Exploring Data Exploration

Data Exploration

When it comes to Data Science education, algorithms and techniques get the lion's share of attention. Everyone wants to learn the hottest technique. It was true for Neural Networks in the 80s and Support Vector Machines in the 90s. It feels like it is now true for Deep Learning.

Out in the real world of Data Science, it's not just algorithms that produce results;there is a lot more going on. I learned the hard way (empirically) that only 10% to 20% of the project time is spent in applying an algorithm to data. Many times an algorithm can be applied in few lines of code once the right data is in the right format. It is the path to get this right data in the right format that usually takes most time. Some times as much as 60% of the project time. This 60% includes earthly and mundane things like Data Cleaning, Data Re-shaping, Data Exploration and Feature Engineering.

Real world data is hardly ever clean, so some level of Data Cleaning is unavoidable. Same holds true for Data Re-shaping because the raw Data is hardly ever in the shape and format that is suitable for good analysis. Feature Engineering is also almost always unavoidable because most algorithms can't deal with the sheer volume and complexity of raw data. (Can Deep Learning really be an exception to this?). So what remains is Data Exploration. Since "Exploration" feels like it is discretionary, that's the place to cut some slack, right ? In this series we will do some "exploring" and find out the answer. This is part 1 of the series.

There is one cool thing I must share related to this topic. John Tukey became famous for co-inventing the FFT algorithm. The high-speed LTE connection on your cellphone owes some to that algorithm. He also came up with box plots and made many other contributions to statistics. But one not so well known aspect is that he was one of the pioneers of exploratory data analysis. Here is a video that clearly shows he was ahead of his times.

John Tukey's Video

A quick note about tools and plots: We will use Pandas and Numpy for the bulk of the analysis and Plotly for graphing. Plotly's python API is open sourced recently and is an excellent way to publish graphs online. You can click on any plot and "interact" with it by zooming, panning e.t.c. You can reset the plot by doble clicking on it.

1. The Data Set

The Raw Data Set we will be working with is taken from UCI Machine Learning Data Set repository. Here is the direct link to it: UCI Smartphone Sensor data set . A big thanks to Jorge L. Reyes-Ortiz et.al for sharing the data set.
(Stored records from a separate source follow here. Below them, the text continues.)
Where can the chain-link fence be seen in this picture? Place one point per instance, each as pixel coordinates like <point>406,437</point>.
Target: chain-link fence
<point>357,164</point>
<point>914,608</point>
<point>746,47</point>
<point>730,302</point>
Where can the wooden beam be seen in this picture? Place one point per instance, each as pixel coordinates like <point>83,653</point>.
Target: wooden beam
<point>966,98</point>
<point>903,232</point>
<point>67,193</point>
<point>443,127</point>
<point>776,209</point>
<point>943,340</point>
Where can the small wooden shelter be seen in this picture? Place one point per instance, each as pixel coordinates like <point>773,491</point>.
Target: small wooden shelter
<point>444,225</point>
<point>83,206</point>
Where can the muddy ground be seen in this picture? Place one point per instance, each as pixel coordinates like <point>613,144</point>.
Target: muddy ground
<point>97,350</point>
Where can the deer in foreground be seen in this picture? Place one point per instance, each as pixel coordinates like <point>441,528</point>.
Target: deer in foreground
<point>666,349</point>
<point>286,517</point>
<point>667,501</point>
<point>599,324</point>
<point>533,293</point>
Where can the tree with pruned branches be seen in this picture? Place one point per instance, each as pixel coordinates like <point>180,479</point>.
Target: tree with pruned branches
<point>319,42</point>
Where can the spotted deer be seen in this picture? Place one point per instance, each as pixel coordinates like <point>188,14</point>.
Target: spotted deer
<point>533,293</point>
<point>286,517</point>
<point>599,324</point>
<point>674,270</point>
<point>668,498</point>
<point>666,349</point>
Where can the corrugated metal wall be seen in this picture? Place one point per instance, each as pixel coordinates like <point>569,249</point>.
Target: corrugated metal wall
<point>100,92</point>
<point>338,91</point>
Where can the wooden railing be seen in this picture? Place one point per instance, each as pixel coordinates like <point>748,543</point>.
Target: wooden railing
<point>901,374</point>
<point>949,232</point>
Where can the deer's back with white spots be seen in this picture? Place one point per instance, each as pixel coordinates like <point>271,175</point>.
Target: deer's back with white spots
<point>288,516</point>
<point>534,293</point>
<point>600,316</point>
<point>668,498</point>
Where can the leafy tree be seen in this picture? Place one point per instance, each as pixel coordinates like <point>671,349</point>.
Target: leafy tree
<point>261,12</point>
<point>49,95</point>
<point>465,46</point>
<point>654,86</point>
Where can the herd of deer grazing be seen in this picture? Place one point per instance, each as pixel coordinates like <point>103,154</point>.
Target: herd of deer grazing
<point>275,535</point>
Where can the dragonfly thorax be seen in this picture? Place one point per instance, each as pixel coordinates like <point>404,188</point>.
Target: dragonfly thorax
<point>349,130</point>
It contains Accelerometer and Gyroscope signal data collected from cell phones. The signals are collected as users are performing various activities like walking, walking up the stairs, changing posture from sitting to standing e.t.c. All the signals in the data set are labeled with the activity being performed. The objective of the project is to identify the human activity given a new unlabeled observation.

This Human Activity Recognition problem has attracted great interest recently. It has many applications. For example, this could be very useful to Fitbit to classify their user's actions correctly. Other applications include remote elderly care, gesture recognition in video games e.t.c.

1.1. The Cleaned and Transformed Data Set

In order to focus on the Data Exploration part, we will work with a Cleaned and Transformed version of the Data set. Similar to what is described on the data set's webpage, the following actions were performed on the raw data:

  • Removed noise from the signals
  • Broke the signals down into shorter windows with overlapping edges
  • Separated the Accelarion signal into Body and Gravity components

Finally, all of this is put together into a format that is more suitable for analysis. Let's take a look at how this transformed data looks like.

Some top level things. Code comments explain what's going on.

In [1]:
# Bulk of the analysis is in Pandas and Numpy
import pandas as pd
import numpy as np

#Plotly is the Graphing library
import plotly.plotly as py
import plotly.offline as pyoffline
import plotly.tools as tls
import plotly.graph_objs as go

import sys

# Set Plotly to offline mode to render graphs within this notebook
pyoffline.init_notebook_mode()

# Signals are broken down into 128 sample blocks. i.e 2.56 seconds
# 128 samples per block
block_sz = 128
sampling_rate = 50

# index in seconds
index_in_sec = np.linspace(0,(block_sz-1)/50,128)

Loading the transformed data

In [2]:
# Read the Activity labels file
# Use delim_whitespace, its faster than sep='\s' regex (matters for larger files)
labels = pd.read_csv('../Data/activity_labels.txt',names=['activity','label_name'],delim_whitespace=True)
labels = labels.set_index('activity')

# Read in the sample file. This is just a subset of the whole data. Keeping it short for faster exploration
samples_h = open('../Data/FilteredData/subset_sample_data_file.csv',mode='r')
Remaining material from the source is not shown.